Ancaman terhadap kelestarian lingkungan merupakan isu yang diusung dalam kampanye hitam untuk menyerang sawit Indonesia. Sebelumnya pada tahun 1980-an, minyak sawit juga diserang dengan isu kesehatan, yang mengatakan bahwa kandungan lemak jahat dalam minyak sawit cukup tinggi.

Jika pemerintah punya sikap tegas untuk tidak larut, Joko menilai sawit bisa menjadi satu-satunya produk yang membuat Indonesia tidak perlu tergantung pada Eropa. Bahkan, Indonesia sudah menjadi salah satu pemasok minyak sawit utama ke Eropa, dengan volume 3,5 juta ton per tahun.

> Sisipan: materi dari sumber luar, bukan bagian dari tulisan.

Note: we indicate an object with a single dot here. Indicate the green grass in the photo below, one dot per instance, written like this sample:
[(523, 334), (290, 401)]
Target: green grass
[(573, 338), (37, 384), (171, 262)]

Joko menambahkan, total produksi minyak sawit Indonesia pada 2013 mencapai 26 juta ton. Dari angka tersebut, 19 juta ton di antaranya untuk keperluan ekspor dengan nilai lebih dari US$ 19 miliar.

Menteri Perdagangan M. Lutfi mengakui produk sawit Indonesia beserta turunannya sering kali mendapatkan serangan kampanye hitam oleh Uni Eropa. Kondisi ini seringkali dihadapi karena Indonesia merupakan produsen sawit terbesar dunia.

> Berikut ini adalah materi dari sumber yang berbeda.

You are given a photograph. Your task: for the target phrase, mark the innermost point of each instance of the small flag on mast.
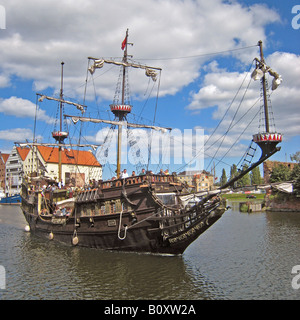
(124, 43)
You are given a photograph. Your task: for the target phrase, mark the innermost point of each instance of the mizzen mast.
(266, 140)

“Kita itu penghasil CPO (crude palm oil) dengan 27 juta ton dan terbesar di dunia, dan mendapatkan serangan sana sini. Di Eropa kita dituduh sawit adalah bagian produk yang tidak sustainable, bakar hutan, dan penyumbang emisi gas karbon 26%. Saya lihat ini hanya sebuah masalah kompetisi,” kata Lutfi di Jakarta.

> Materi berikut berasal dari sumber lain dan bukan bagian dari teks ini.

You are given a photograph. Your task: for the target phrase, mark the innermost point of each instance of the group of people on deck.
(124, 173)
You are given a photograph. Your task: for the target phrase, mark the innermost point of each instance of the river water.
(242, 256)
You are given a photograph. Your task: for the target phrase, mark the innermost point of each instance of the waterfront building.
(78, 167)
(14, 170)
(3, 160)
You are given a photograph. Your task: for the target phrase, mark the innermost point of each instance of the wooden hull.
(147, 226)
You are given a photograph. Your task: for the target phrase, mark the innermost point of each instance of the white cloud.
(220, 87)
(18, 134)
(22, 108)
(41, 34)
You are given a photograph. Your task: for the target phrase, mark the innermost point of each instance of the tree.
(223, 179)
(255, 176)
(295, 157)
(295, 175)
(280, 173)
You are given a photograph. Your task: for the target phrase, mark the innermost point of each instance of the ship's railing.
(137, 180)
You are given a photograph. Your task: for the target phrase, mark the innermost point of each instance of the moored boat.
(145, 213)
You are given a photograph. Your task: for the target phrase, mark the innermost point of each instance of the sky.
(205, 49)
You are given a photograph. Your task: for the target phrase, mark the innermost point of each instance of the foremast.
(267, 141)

Menurut Lutfi, bila dibandingkan dengan produk serupa yang dihasilkan Uni Eropa, produk CPO Indonesia jauh lebih unggul.”Kalau diadu oleh reepseed itu kayak bermain bola.

Reepseed 2 lawan 5. Biarpun kiper mereka kelas dunia dengan pemain kelas dunia seperti Christian Vieri tentu kita dengan pemain PSSI yang menang. Hal yang sama juga dengan kedelai dengan perbandingan 1:8 kedelai, 1:11 sun flower (bunga matahari),” tuturnya.

Lutfi menegaskan, Indonesia tidak perlu takut dengan adanya serangan hitam Eropa atas sawit Indonesia. Ia berkeyakinan Indonesia akan menjadi raja produk CPO di dunia.”Jagung juga tidak bisa menang lawan sawit Indonesia. Kita setiap seminggu sekali berhadapan pengusaha sawit Indonesia dan kita tidak bisa dikalahkan. Kita akan menjadi pemenang di dunia untuk biodiesel dan minyak goreng. Janji,” tegas Lutfi.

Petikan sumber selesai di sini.